Mary's Speedometer Hates the Cold
I've had this 2001 Chevy Cavalier for almost five years. It's been a fantastic car. I take care of it, and it takes care of me. Here's the problem: Every year when the temperature starts to drop, my speedometer goes haywire. The outside temp only has to drop into the 40s for this to start. Morning, afternoon, evening -- it doesn't matter.
One minute I'm right on the speed limit, the next it's saying I'm doing 110 mph. I can be at a stoplight, and the speedometer still will read somewhere between 20 and 100 mph or higher. Doing the math on the interstate and side roads to calculate my true speed is really starting to irritate me. What could be causing this, and how can I fix it?
TOM: You can fix it with a new instrument cluster, Mary.

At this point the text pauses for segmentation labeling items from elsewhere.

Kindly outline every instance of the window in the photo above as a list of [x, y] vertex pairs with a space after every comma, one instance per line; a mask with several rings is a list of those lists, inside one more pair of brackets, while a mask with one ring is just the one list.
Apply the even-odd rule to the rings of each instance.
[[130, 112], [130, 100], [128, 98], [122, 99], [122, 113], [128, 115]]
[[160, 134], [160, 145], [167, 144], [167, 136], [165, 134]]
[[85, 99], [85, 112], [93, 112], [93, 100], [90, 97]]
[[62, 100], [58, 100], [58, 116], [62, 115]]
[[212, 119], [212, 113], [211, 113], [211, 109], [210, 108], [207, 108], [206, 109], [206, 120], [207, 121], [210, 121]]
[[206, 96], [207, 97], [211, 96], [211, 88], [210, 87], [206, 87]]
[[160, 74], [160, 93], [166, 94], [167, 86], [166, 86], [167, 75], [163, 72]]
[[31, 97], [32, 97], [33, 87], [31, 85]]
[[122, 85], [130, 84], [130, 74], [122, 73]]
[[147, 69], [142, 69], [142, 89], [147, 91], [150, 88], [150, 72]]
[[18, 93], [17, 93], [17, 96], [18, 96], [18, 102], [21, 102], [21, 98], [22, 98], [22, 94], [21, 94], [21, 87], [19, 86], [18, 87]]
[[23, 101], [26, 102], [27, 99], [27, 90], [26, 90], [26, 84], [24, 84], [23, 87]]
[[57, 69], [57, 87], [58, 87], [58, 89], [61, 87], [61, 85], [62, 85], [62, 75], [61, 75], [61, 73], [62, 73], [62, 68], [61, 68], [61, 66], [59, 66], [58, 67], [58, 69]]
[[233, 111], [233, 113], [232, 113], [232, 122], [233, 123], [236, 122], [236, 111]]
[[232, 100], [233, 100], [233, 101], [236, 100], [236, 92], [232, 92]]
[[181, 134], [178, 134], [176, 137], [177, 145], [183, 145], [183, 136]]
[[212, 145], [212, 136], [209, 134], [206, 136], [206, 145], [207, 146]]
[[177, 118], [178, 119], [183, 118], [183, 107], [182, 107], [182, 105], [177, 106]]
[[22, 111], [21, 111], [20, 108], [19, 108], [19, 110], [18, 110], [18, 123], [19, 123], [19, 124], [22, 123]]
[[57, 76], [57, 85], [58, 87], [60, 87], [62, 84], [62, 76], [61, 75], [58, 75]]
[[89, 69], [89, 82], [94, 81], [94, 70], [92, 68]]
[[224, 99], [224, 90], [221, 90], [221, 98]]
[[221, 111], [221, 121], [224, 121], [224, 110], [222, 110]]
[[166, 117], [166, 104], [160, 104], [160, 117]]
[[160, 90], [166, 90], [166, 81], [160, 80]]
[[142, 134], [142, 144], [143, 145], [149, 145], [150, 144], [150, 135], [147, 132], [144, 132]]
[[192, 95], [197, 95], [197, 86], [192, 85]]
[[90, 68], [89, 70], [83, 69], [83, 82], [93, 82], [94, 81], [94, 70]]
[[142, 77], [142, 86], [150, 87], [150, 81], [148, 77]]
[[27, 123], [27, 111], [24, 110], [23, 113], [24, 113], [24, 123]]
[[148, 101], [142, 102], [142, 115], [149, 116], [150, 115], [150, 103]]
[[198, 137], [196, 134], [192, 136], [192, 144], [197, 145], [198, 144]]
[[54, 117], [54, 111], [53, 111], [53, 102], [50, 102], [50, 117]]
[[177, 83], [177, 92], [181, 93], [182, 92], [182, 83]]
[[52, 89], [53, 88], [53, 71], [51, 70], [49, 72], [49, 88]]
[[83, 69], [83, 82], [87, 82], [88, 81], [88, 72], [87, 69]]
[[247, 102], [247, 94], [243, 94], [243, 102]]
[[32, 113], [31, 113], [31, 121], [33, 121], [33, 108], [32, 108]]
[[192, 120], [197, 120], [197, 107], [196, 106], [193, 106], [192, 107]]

RAY: This particular instrument cluster uses little stepper motors for the speedometer and tachometer. And because those two gauges get the most use, they tend to fail first.
TOM: There's no speedometer cable in this car. Information about the car's speed is sent to the speedometer by the vehicle speed sensor, or VSS. But it's very unlikely that a bad VSS would cause these particular symptoms.
RAY: I'm guessing you're going to have to get your instrument cluster repaired or replaced.
TOM: Getting a new one from your Chevy dealer will cost you hundreds of dollars. But you don't need to buy a new one -- after all, the rest of the car is more than a decade old.
RAY: I'd look for a mechanic who's willing to source one for you from a junkyard. Of course, the danger here is that you'll get a used one with the same problem, since it's a fairly common complaint.
TOM: But your mechanic can at least get a warranty on the part so that if it turns out to be faulty, he can go back and get you another one. You'd still owe him for some additional labor, but not too much, since he'd be able to test the part before putting the car back together.
RAY: And given the age of the car, a used instrument cluster will take this car either into deep old age or until something much more serious breaks. Good luck, Mary.